My computer just froze and I hadn't back[ed] up my data, three hours of writing a thousand-word term paper just shot to hell.

In your example sentence it would give:

“John accepted his son's choice but was really upset and couldn’t help but feeling that his efforts (and dreams for his Son) had just been shot all to Hell/pieces.”

Especially if Father and Son have been arguing about this issue all along, “beat[ing] a dead horse” is an expression that already contains the notion of “wasted effort” in it (and would therefore not require you to use “his efforts” in the sentence, as “Shot all to Hell” does).

Regardless of whether the Son’s artistic preferences have always known to Dad or the announcement was a total surprise, you could consider using it, although it would require you describe how the Father now feels about his past effort (perhaps by changing “felt” to “wondered”) because otherwise it will seem as if the Father is still trying to convince the Son:

“John accepted his son's choice but was really upset and wondered if he’s just been beating a dead horse for all these years.

beat a dead horse US informal (UK informal flog a dead horse)
to waste effort on something when there is no chance of succeeding ...

(from Cambridge Dictionaries Online)


I know this question has an accepted answer, but I had a need for a similar phrase (in a slightly different context). I settled on paraphrasing Shakespeare, the original being "All sound and fury, signifying nothing." Wikipedia - Macbeth, Act 5 Scene 5.

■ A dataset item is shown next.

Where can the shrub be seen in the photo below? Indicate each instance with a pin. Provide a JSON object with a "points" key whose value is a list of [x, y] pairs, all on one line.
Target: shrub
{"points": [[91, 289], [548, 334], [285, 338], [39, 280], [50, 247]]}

In the father/son context, "John accepted his son's choice, but saw that his words had been only sound and fury, resulting in nothing." Not perfect for this context, but a nicely poetic idiom nonetheless.


His efforts went down a rathole

DOWN THE RATHOLE idiom (chiefly AmEng)

For a worthless purpose or purposes: Seeing your inheritance disappear down the rathole.

Random House Webster’s Unabridged Dictionary

The metaphor comes from old farmhouses and settlers' cabins with wooden floors. Inevitably, holes would appear as knots dropped out of the surrounding wood. The holes were called "rat holes" because rodents used them for coming and going.